Single Serve Monkey Bread
2 | Cans reduced fat Pillsbury™ crescent rolls (off-brand works well too!) |
1/2 cup | Sugar Free Maple Syrup |
1 tbs | Light Butter |
3 tbs | Cinnamon |
2 tbs | Baking stevia OR 1/4 cup sweetener of choice that measures like sugar
1
Preheat the oven to 350 degrees. Spray 12 cup muffin tin with non-stick spray, (I suggest using non-stick muffin tin to prevent sticking!).
2
Open up both cans of crescent dough, and cut each triangle into 3 equal-sized pieces. Roll each piece of dough into 3 equal-sized small balls, totaling 24 balls per pack of crescent rolls. (Note: balls should be smaller than golf balls, but big enough that about 4 balls will fit into each muffin tin).
3
Combine the stevia/splenda (or whatever sugar substitute you choose) with 2 tbs of cinnamon in a small bowl. Toss the dough balls in the cinnamon-‘sugar’ mix until the balls are well coated.
4
Next, melt the butter in microwave-safe bowl for about 30 seconds, (or until melted).
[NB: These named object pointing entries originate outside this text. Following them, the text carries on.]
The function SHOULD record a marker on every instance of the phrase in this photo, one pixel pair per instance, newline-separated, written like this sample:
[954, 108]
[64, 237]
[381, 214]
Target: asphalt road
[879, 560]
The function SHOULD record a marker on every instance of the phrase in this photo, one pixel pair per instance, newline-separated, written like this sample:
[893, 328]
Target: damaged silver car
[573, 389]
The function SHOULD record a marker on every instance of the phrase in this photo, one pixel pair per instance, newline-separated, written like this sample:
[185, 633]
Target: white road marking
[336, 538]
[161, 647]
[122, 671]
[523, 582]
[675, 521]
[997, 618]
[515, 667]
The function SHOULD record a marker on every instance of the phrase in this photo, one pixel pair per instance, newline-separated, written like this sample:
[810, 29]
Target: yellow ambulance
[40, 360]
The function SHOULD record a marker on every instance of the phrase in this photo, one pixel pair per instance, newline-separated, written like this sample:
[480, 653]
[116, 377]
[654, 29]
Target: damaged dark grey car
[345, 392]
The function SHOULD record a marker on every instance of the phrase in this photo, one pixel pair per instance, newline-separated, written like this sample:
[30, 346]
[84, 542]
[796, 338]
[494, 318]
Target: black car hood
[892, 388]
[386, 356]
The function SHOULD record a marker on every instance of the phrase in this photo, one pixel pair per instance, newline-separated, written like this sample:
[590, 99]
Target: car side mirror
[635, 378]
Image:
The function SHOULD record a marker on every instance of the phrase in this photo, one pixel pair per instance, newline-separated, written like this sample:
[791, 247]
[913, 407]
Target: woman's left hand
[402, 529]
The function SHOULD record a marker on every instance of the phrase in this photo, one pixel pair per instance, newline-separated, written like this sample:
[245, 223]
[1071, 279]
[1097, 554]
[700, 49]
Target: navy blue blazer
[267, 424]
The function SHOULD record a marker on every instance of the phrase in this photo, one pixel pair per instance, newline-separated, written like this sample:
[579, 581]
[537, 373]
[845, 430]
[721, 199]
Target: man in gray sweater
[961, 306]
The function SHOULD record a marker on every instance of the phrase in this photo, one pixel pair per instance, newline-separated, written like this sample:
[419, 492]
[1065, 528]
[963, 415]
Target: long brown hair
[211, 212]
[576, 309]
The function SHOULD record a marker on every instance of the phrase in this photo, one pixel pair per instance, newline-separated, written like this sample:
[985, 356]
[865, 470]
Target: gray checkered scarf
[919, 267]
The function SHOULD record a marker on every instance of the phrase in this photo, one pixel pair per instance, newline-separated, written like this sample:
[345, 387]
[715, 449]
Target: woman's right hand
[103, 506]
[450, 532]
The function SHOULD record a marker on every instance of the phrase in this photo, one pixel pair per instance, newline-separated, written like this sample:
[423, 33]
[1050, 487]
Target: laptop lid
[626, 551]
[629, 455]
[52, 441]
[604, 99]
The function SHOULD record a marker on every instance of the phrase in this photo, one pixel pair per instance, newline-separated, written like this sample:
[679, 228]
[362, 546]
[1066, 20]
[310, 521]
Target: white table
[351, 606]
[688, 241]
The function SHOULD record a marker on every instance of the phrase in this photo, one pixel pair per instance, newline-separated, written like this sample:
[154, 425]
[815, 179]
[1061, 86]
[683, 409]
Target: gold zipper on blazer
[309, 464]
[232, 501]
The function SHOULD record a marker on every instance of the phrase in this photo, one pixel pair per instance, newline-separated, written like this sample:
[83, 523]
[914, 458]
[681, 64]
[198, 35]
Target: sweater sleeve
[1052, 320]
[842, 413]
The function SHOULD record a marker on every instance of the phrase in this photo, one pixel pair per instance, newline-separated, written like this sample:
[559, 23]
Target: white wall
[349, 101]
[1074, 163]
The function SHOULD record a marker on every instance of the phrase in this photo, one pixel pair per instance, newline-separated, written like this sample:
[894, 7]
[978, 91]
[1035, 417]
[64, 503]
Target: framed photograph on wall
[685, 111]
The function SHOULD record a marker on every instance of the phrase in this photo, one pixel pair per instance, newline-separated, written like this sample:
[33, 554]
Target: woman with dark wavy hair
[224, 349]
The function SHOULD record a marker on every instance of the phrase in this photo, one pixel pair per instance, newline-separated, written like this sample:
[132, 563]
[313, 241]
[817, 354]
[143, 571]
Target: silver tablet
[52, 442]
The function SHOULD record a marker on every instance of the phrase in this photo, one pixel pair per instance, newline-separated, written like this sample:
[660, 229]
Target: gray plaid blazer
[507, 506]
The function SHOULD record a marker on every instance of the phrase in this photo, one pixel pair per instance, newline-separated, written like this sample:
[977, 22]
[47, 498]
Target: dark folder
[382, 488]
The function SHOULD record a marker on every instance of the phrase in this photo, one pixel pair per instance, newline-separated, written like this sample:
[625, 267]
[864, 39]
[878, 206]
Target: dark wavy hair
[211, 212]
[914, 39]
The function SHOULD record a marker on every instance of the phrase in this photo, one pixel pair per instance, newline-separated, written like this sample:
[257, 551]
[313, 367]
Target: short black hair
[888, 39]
Add the syrup and 1 tbs cinnamon to the melted butter, stir, and set aside.
5
Place four balls into each individual muffin tin, and pour the butter-syrup mixture over each muffin tin, until the dough balls are almost covered in the syrup mixture, (if there isn’t enough to cover each muffin tin, I just added a bit more syrup to each tin).
6
Bake for 15- 20 minutes, or until a caramelized crust forms on the top of each little monkey bread.
7
Remove from the oven, and let cool for about 15 minutes. Use a knife to remove the edges and serve on a pretty plate… Preferably while still warm!